Fairbanks plays the title role (of course), but he doesn't start as a pirate. He and his father are the only survivors of a pirate attack, and are marooned on an island. He swears revenge, and as luck would have it the pirates show up to hide their treasure. But instead of a straightforward attack, he uses his cunning. He joins the pirates, and kills their leader in a test of strength and skill with a sword. To most, he becomes the new leader, but there's a faction that is loyal to the old ways. He wins most over by taking a merchant vessel single-handed (a showcase of his acrobatics). But then when it's discovered that there's a beautiful young lady on the ship, he must protect her--both because of his sense of honor and because of love at first sight. And this leads to more cunning, more acrobatics, and more heroism.



Well, that's okay for a plot synopsis, but it doesn't convey how much fun the movie is. Douglas Fairbanks is still Superman in my book.

AROUND CHINA WITH A MOVIE CAMERA (1900-1948): Now this was a fascinating compilation from the BFI's archives. See Shanghai as a major international city. See the gates of the Forbidden City in Beijing. And also see the variety of film techniques in the day (tinted film, static or moving shots...this is a quick argument against anyone who naively thinks all silent films are alike.) And at the end it features some mysterious footage that might just be the oldest film ever shot in China (possibly pre-1900.) Pretty cool.

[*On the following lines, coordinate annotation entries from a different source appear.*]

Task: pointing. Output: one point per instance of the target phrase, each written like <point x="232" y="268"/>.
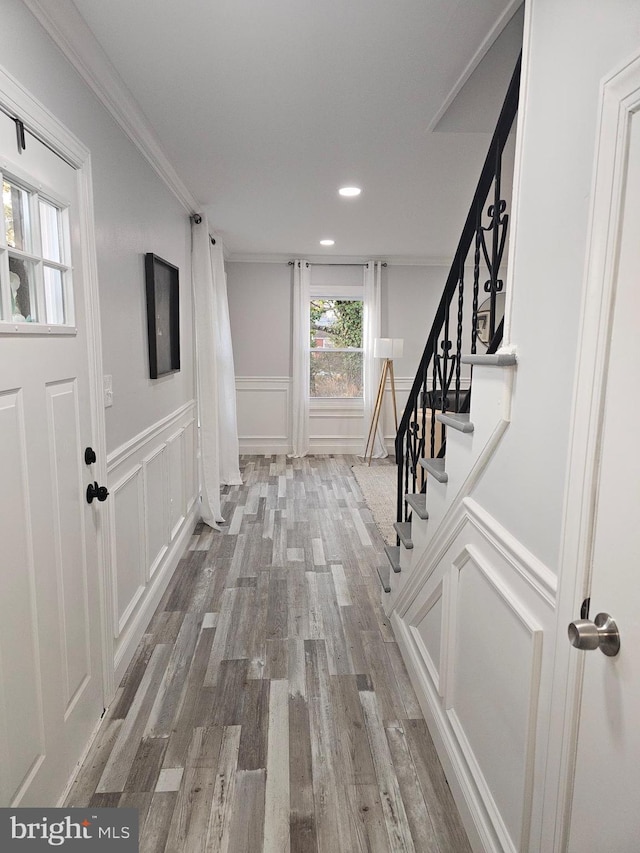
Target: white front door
<point x="51" y="686"/>
<point x="605" y="813"/>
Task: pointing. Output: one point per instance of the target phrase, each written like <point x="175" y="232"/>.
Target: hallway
<point x="267" y="707"/>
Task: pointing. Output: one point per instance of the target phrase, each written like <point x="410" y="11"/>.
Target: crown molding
<point x="476" y="59"/>
<point x="390" y="260"/>
<point x="68" y="29"/>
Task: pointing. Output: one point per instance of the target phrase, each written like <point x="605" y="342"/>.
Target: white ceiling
<point x="266" y="107"/>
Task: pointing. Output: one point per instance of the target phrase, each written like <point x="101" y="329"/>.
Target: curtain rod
<point x="198" y="219"/>
<point x="335" y="264"/>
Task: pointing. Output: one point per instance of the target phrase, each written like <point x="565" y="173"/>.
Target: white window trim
<point x="337" y="291"/>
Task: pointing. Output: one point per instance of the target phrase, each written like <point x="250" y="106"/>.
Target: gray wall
<point x="260" y="306"/>
<point x="134" y="213"/>
<point x="524" y="486"/>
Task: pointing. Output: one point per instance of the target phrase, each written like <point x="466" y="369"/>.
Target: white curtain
<point x="301" y="341"/>
<point x="219" y="463"/>
<point x="372" y="366"/>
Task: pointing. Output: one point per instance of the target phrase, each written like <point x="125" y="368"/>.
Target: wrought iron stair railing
<point x="439" y="385"/>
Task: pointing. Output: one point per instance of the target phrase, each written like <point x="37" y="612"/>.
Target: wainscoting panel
<point x="264" y="413"/>
<point x="427" y="633"/>
<point x="156" y="490"/>
<point x="153" y="507"/>
<point x="264" y="418"/>
<point x="127" y="546"/>
<point x="471" y="632"/>
<point x="177" y="477"/>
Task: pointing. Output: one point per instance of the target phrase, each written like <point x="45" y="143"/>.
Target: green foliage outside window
<point x="336" y="324"/>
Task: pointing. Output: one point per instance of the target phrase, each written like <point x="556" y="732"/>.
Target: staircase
<point x="447" y="434"/>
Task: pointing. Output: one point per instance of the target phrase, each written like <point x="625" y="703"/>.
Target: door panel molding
<point x="619" y="100"/>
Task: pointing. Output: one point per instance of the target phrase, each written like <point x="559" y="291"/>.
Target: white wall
<point x="573" y="44"/>
<point x="150" y="428"/>
<point x="260" y="306"/>
<point x="479" y="609"/>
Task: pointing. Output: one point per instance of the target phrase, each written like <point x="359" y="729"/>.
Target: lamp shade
<point x="388" y="347"/>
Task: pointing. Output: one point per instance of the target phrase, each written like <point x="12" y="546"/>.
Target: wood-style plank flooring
<point x="267" y="707"/>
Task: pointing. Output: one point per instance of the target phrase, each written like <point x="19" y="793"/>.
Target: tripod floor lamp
<point x="386" y="349"/>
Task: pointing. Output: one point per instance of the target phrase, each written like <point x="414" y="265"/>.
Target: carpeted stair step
<point x="435" y="467"/>
<point x="384" y="573"/>
<point x="418" y="504"/>
<point x="460" y="422"/>
<point x="403" y="529"/>
<point x="393" y="555"/>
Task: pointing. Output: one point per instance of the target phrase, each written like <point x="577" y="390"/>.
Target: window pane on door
<point x="50" y="232"/>
<point x="22" y="283"/>
<point x="54" y="296"/>
<point x="335" y="374"/>
<point x="15" y="203"/>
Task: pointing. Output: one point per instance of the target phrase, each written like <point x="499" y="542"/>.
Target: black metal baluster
<point x="438" y="360"/>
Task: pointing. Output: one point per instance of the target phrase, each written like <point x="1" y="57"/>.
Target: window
<point x="335" y="331"/>
<point x="35" y="276"/>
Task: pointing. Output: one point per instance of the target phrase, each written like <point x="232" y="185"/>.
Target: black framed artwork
<point x="163" y="316"/>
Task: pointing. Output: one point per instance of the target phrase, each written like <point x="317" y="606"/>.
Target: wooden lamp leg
<point x="393" y="394"/>
<point x="376" y="411"/>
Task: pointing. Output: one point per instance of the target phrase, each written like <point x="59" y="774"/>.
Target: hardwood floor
<point x="267" y="707"/>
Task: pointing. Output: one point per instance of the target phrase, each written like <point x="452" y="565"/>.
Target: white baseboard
<point x="137" y="625"/>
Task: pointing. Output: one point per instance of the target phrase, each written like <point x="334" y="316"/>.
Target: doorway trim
<point x="18" y="102"/>
<point x="619" y="99"/>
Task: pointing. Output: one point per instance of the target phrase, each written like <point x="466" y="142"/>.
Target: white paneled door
<point x="51" y="687"/>
<point x="605" y="813"/>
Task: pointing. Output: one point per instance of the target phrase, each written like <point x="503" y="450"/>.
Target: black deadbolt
<point x="96" y="491"/>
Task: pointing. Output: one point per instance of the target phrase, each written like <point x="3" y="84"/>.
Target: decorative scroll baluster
<point x="459" y="334"/>
<point x="439" y="361"/>
<point x="476" y="283"/>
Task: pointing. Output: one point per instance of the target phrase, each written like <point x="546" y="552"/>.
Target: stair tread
<point x="460" y="421"/>
<point x="403" y="529"/>
<point x="503" y="359"/>
<point x="418" y="503"/>
<point x="435" y="467"/>
<point x="384" y="573"/>
<point x="393" y="555"/>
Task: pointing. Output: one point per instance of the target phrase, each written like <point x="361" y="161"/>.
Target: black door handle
<point x="96" y="491"/>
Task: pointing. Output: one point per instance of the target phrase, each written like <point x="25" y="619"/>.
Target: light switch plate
<point x="107" y="386"/>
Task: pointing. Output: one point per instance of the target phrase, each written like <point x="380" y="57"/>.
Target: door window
<point x="35" y="269"/>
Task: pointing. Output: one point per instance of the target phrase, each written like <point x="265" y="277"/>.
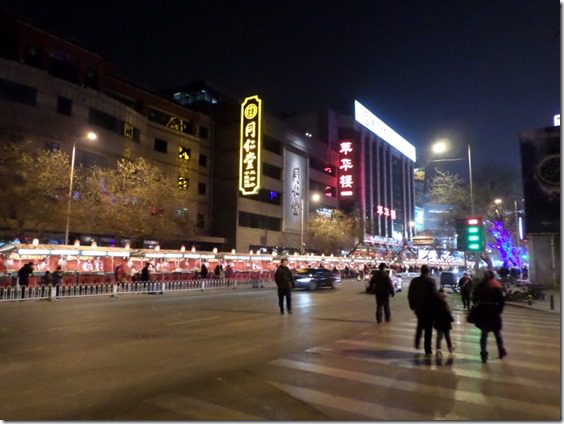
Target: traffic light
<point x="474" y="239"/>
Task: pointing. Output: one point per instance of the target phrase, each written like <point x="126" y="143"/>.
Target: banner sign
<point x="250" y="146"/>
<point x="540" y="161"/>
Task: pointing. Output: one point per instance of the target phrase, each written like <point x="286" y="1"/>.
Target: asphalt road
<point x="229" y="355"/>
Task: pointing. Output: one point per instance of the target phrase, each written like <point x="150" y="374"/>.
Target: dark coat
<point x="145" y="273"/>
<point x="489" y="301"/>
<point x="443" y="316"/>
<point x="421" y="294"/>
<point x="381" y="284"/>
<point x="284" y="278"/>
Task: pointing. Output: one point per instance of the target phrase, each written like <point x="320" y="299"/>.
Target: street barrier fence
<point x="49" y="292"/>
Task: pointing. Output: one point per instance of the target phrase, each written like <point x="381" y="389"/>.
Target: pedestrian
<point x="285" y="282"/>
<point x="420" y="295"/>
<point x="204" y="271"/>
<point x="145" y="275"/>
<point x="489" y="301"/>
<point x="381" y="285"/>
<point x="465" y="287"/>
<point x="443" y="322"/>
<point x="47" y="279"/>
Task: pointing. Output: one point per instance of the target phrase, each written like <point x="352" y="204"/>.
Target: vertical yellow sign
<point x="250" y="147"/>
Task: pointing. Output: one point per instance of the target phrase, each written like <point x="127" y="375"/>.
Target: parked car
<point x="314" y="278"/>
<point x="397" y="281"/>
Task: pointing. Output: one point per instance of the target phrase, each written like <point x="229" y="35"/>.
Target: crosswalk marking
<point x="447" y="393"/>
<point x="459" y="371"/>
<point x="200" y="410"/>
<point x="368" y="409"/>
<point x="529" y="364"/>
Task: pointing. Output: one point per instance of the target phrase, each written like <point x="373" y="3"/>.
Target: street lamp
<point x="91" y="136"/>
<point x="315" y="197"/>
<point x="440" y="147"/>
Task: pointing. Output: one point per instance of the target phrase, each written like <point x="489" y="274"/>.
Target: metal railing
<point x="124" y="288"/>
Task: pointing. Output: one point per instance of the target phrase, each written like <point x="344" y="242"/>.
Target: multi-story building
<point x="53" y="91"/>
<point x="375" y="170"/>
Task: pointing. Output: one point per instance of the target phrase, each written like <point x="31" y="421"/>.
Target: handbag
<point x="472" y="316"/>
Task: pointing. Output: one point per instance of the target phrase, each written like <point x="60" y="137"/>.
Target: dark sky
<point x="479" y="71"/>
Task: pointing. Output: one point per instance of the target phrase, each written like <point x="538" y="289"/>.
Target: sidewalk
<point x="542" y="305"/>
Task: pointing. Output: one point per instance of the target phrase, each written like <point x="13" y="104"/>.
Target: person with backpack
<point x="381" y="286"/>
<point x="443" y="322"/>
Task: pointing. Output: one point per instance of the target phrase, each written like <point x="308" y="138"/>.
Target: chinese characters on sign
<point x="387" y="212"/>
<point x="249" y="157"/>
<point x="346" y="166"/>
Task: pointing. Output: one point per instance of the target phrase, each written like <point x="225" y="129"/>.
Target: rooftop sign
<point x="366" y="118"/>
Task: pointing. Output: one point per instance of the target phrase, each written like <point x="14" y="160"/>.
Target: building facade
<point x="52" y="92"/>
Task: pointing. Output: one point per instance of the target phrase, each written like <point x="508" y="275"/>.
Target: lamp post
<point x="90" y="135"/>
<point x="440" y="147"/>
<point x="315" y="197"/>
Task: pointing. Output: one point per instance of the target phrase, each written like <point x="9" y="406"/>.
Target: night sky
<point x="479" y="71"/>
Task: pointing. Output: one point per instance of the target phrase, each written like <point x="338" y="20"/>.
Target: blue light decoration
<point x="509" y="254"/>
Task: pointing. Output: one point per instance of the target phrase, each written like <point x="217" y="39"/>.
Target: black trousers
<point x="285" y="293"/>
<point x="383" y="303"/>
<point x="424" y="324"/>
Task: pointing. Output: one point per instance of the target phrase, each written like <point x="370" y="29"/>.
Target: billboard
<point x="295" y="190"/>
<point x="540" y="162"/>
<point x="250" y="146"/>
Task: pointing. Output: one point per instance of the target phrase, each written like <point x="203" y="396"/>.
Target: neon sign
<point x="250" y="146"/>
<point x="346" y="166"/>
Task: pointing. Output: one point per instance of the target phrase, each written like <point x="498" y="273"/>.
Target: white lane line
<point x="515" y="344"/>
<point x="367" y="409"/>
<point x="430" y="364"/>
<point x="484" y="401"/>
<point x="532" y="365"/>
<point x="193" y="321"/>
<point x="199" y="410"/>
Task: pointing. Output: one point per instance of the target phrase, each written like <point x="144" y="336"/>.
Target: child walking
<point x="443" y="322"/>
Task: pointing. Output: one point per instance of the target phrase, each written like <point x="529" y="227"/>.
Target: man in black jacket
<point x="381" y="285"/>
<point x="285" y="282"/>
<point x="421" y="293"/>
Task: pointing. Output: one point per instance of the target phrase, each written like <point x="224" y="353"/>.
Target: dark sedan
<point x="314" y="278"/>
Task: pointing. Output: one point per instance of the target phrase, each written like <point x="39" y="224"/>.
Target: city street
<point x="230" y="355"/>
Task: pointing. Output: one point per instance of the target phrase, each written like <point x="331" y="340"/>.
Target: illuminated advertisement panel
<point x="347" y="168"/>
<point x="250" y="146"/>
<point x="366" y="118"/>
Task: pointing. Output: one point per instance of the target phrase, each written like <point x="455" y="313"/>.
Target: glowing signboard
<point x="346" y="168"/>
<point x="366" y="118"/>
<point x="250" y="148"/>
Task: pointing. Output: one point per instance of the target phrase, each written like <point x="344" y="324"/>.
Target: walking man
<point x="285" y="282"/>
<point x="381" y="285"/>
<point x="421" y="295"/>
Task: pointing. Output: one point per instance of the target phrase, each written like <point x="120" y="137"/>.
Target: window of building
<point x="64" y="106"/>
<point x="61" y="65"/>
<point x="52" y="146"/>
<point x="253" y="220"/>
<point x="265" y="196"/>
<point x="183" y="183"/>
<point x="19" y="93"/>
<point x="33" y="56"/>
<point x="271" y="171"/>
<point x="161" y="145"/>
<point x="200" y="220"/>
<point x="271" y="145"/>
<point x="183" y="153"/>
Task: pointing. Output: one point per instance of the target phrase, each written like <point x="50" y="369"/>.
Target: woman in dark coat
<point x="443" y="322"/>
<point x="488" y="298"/>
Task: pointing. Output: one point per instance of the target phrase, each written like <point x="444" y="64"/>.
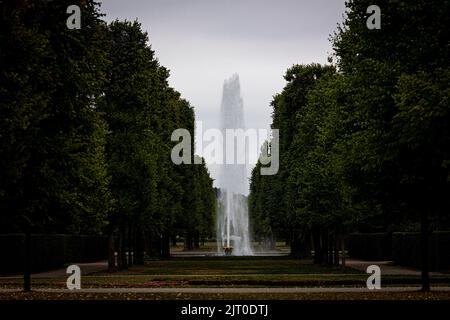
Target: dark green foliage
<point x="85" y="133"/>
<point x="365" y="148"/>
<point x="52" y="170"/>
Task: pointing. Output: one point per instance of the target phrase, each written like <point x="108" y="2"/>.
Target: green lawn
<point x="226" y="272"/>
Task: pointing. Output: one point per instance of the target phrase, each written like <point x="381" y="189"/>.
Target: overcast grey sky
<point x="203" y="42"/>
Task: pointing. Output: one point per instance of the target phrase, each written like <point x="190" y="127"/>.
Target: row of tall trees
<point x="86" y="120"/>
<point x="365" y="142"/>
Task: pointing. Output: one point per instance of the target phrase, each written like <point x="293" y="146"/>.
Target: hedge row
<point x="401" y="247"/>
<point x="50" y="251"/>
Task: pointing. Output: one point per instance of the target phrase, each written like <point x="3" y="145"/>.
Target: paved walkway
<point x="230" y="290"/>
<point x="86" y="269"/>
<point x="387" y="267"/>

THE GRIM GAME (1919): One thing I didn't know before getting into silent films was that Harry Houdini was, in fact, a movie star. This movie, like his others, is an excuse to put him in one ridiculous escape scenario after another. In this one he plays a newspaper reporter with rich, miserly uncle who hates him. Houdini comes up with a strange plan to increase newspaper sales--frame himself for his uncle's murder. Not only will it drive up sales, but when the uncle shows up alive after a vacation in the country, it will totally discredit the idea of "circumstantial evidence"--the paper's cause célèbre. Unfortunately his boss and his business associates have their own plans--actually kill the uncle, frame Houdini, and steal the money. So Houdini has to go through one daring escape after another--and even an airplane stunt--to prove his innocence and catch the bad guys. Not the most nuanced of plots, but as a device to get Houdini from one escape to another, it serves pretty well. And his charisma does come across on screen.

THE INHUMAN WOMAN (1924): The we got to the real major treat of the day, a movie I want to own more than any other (and will be coming courtesy of Lobster Films and Flicker Alley in February!) It's beautifully constructed, with wild expressionist sets and architecture that out-Metropolis METROPOLIS four years before it was made. The story centers around a famous singer and her parties that attract artistic and intellectual elites from around the world--really any important person must be invited to her parties at least once. Of course all the men try to woo her, but all are rebuffed. Most importantly, a young engineer and inventor, who after being rebuffed drives off in a hurry and crashes over a cliff into the sea. She is blamed for the suicide, but goes ahead with her next concert anyway (where the extras in the audience include Picasso, Man Ray, James Joyce, and Ezra Pound...not to be a name-dropper.) The story takes increasingly bizarre, fantastical, science-fiction turns, and is just an absolutely amazing masterpiece, which apparently caused quite a controversy when it was first released.

PICADILLY (1929): And finally, we ended the night with Anna May Wong at her finest. Wong is still a favorite, especially in the Asian-heavy demographics of the SF Bay Area. And after getting nothing more than stereotypical dragon-lady roles in Hollywood, she moved to England for this film. She plays Shosho, a scullery maid in a popular London club. There her dancing is distracting enough to cause problems--a dirty plate makes it to the restaurant table. She's fired, but shortly after so is the club's star dance attraction. So the club manager finds her and decides a little exotic charm might be just what the club needs. Multiple love triangles ensue, and since she comes from the tough part of town (the Limehouse district) you just know someone's gonna ended up all murdered. Wong is perfect as a femme fatale with childlike sweetness...if you treat her right. A character straight out of the best of film noir, and this movie serves as a great bit of proto-noir.

And that was the Day of Silents. Looking forward to the whole long weekend of silents back at the Castro next June!